Harmon announced over a week ago he would not prosecute Abernathy on the charge and instead would turn the case over to the Hot Spring County Grand Jury for consideration.
He said he would present the case to the grand jury in 30 to 60 days.
Abernathy is charged in the slaying of Linda Edwards, a Garland County sheriff’s deputy who disappeared Aug. 22, 1976. Parts of her skeletal remains were found by hunters in a forest in western Hot Spring County in early 1977.
Abernathy, who is free on $50,000 bond, was arrested in June, 1977, and has been on indefinite suspension from the police department without pay since then.
He will be released from bond when Harmon’s motion is granted.
Harmon said he decided not to prosecute Abernathy because of a recent state Supreme Court ruling that has limited the state’s case against the lieutenant.
The Supreme Court ruled last month that certain testimony ruled inadmissible last year in a hearing concerning the case can be admitted into court but said other testimony can not be admitted.
Then-Circuit Judge Henry Means had ruled that all of the testimony of Sara Edwards, who is not related to the dead woman, was inadmissible because it was hearsay.
In the hearing, Sara Edwards testified that Linda Edwards told her she was going to meet Abernathy on the night she disappeared.

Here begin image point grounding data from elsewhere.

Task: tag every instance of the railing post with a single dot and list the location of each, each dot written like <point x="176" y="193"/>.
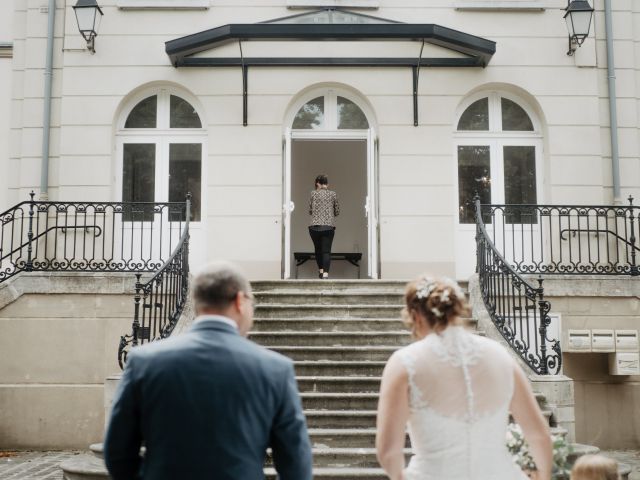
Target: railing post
<point x="544" y="307"/>
<point x="29" y="266"/>
<point x="632" y="238"/>
<point x="135" y="327"/>
<point x="478" y="212"/>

The court said that testimony should have been ruled admissible.
However, the court said the rest of Sara Edwards’ testimony could not be presented to a jury.
That testimony included statements allegedly made by Linda Edwards that she was pregnant by Abernathy, who is married, that he wanted her to have an abortion against her wishes and that they had had violent arguments about her refusal to get an abortion.
“We have less evidence now than we did when the charge was filed,” Harmon said when he announced his decision.
Harmon said he does not know whether Hot Spring County Circuit Judge John W. Cole will grant the motion to dismiss the motion himself since he will be required to disqualify himself from the case. Cole was the prosecutor who filed the charge against Abernathy in 1977.
A special judge will be appointed by the state Supreme Court to empanel the grand jury.
Harmon said the earliest possible date for the empanelmeny of the grand jury would be late May or early June.
“I don’t see how it could be earlier with my schedule the way it is,” he said. “I’ve got to have time to prepare for it.”